The coverage dispute arose out of suits filed in California and Chicago against the Defendants alleging a “highly deceptive marketing campaign” designed to increase sales of opioids by promoting the drugs for purposes for which they are not suited or intended.  Travelers refused to defend the suits on the basis that the alleged injuries were not caused by an accident under the liability policies.  Following a jury trial, a California court ruled that Travelers had no duty to defend because there was no “accident” as required by the policies’ “occurrence” provision.  The appellate court affirmed.

The appellate court held that there was no potential for coverage because all claims asserted against the Defendants arose out of deliberate or intentional conduct.  The court further held that there was no “additional, unexpected, independent, and unforeseen happening” that resulted from the intentional conduct.  The court reasoned that all of the alleged injuries (e.g., a “public health epidemic,” a resurgence in heroin use, and increased long term health care costs) were neither unexpected nor unforeseen consequences of a marketing campaign designed to promote opioid use.  The court emphasized that under California “occurrence” law, it is irrelevant whether Defendants intended to cause injury or whether they mistakenly believed that their deliberate conduct would not cause injury.  In addition, the court rejected Defendants’ assertion that a public nuisance claim in the California action triggered Travelers’ defense obligation because nuisance claims may be based on negligent conduct.  The court explained that notwithstanding the label of the cause of action, the facts alleged suggest liability based only on intentional conduct. 

Alternatively, the court held that even if the complaints created a potential for coverage based on unintentional conduct, the claims fall within the Product Exclusions, which bar coverage for injury that arises out of “warranties or representations . . . with respect to the . . .  safety or use of such goods or products.”  In so ruling, the court rejected the notion that Products Exclusions are limited to defective products.  As the court noted, the Eleventh Circuit similarly applied a Products Exclusion to bar coverage for opioid-related claims.  See Travelers Prop.

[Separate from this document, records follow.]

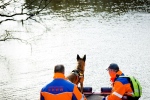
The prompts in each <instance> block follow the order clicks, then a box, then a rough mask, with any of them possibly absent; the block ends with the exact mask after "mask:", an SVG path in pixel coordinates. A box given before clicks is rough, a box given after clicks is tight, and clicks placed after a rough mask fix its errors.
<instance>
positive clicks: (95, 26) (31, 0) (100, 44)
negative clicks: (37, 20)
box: [0, 0, 150, 100]
mask: <svg viewBox="0 0 150 100" xmlns="http://www.w3.org/2000/svg"><path fill="white" fill-rule="evenodd" d="M41 1H42V2H41ZM48 1H49V0H26V5H27V6H28V10H29V11H31V9H34V10H35V9H36V8H39V6H40V8H42V7H43V6H44V5H45V2H48ZM40 4H42V5H40ZM149 9H150V8H149V2H148V1H145V2H142V0H134V1H133V0H52V1H51V3H50V4H49V5H48V7H47V8H45V9H44V11H43V12H41V13H40V15H42V16H37V17H36V16H35V18H36V19H39V22H40V24H39V23H38V22H35V21H33V20H29V22H26V23H25V25H24V26H21V25H20V24H19V25H18V23H15V24H13V25H12V24H11V23H8V24H7V25H4V26H3V28H5V27H6V28H5V29H6V30H9V33H10V34H12V35H13V36H14V37H17V38H21V39H25V40H27V42H29V43H30V44H31V45H32V52H31V47H30V45H28V44H27V43H22V42H21V41H16V40H10V41H5V42H0V69H1V70H2V71H1V73H0V79H2V80H1V82H0V99H2V100H8V99H10V100H37V99H39V91H40V89H41V87H42V86H43V85H44V84H46V83H47V82H49V80H51V79H52V75H53V67H51V66H53V65H55V64H57V63H60V62H62V63H63V64H65V65H66V67H67V68H66V71H67V72H66V73H68V72H70V71H71V70H72V69H73V68H74V66H75V65H76V58H75V57H76V54H77V53H86V54H87V63H86V67H87V68H86V72H85V85H86V86H92V87H93V90H97V91H99V89H100V86H105V85H106V84H107V85H109V83H106V82H108V80H109V78H108V76H107V74H106V73H105V72H104V70H105V69H106V68H104V67H105V66H108V64H109V63H110V62H112V61H115V62H119V63H120V64H122V65H121V67H122V68H123V70H124V71H125V72H126V73H128V74H130V73H132V74H134V75H135V76H137V77H138V78H139V80H141V83H142V85H143V88H144V90H143V91H144V92H143V97H142V99H141V100H149V94H150V92H149V88H147V87H149V81H148V78H147V76H149V74H150V73H149V65H150V62H149V57H150V56H149V54H150V44H149V43H150V34H149V26H150V23H149V20H150V15H149V11H148V10H149ZM141 12H142V13H141ZM143 12H144V13H143ZM31 13H32V11H31ZM112 17H113V18H112ZM108 19H110V20H108ZM17 25H18V26H17ZM45 27H48V28H50V29H49V30H45ZM1 30H2V29H1ZM143 66H144V68H143V69H142V70H141V69H140V68H141V67H143ZM127 67H129V68H127ZM94 69H96V70H94ZM93 73H94V78H93ZM139 73H142V74H139ZM104 77H105V78H104ZM107 79H108V80H107ZM93 82H94V83H93Z"/></svg>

Cas. Co. of Am. v. Anda, Inc., 658 F. App’x 955 (11th Cir. 2016).

Notably, two courts have reached a contrary conclusion with respect to other opioid claims.  See Liberty Mut. Fire Ins. Co. v. JM Smith Corp., 602 F. App’x 115 (4th Cir. 2015); Cincinnati Ins. Co. v. Richie Enters., LLC, 2014 WL 838768 (W.D. Ky. 2014).  The court distinguished these cases based on different underlying allegations and applicable state law.  In particular, the court explained that the complaints in JM Smith and Richie contained allegations of negligence, and that, in any event, South Carolina and Kentucky law define “accident” to include intentional conduct that results in unintended injuries, whereas “[u]nder California law, in contrast, a deliberate act is not an accident, even if the injury is unintentional, unless the injury was produced by an additional, unexpected, independent, and unforeseen happening.”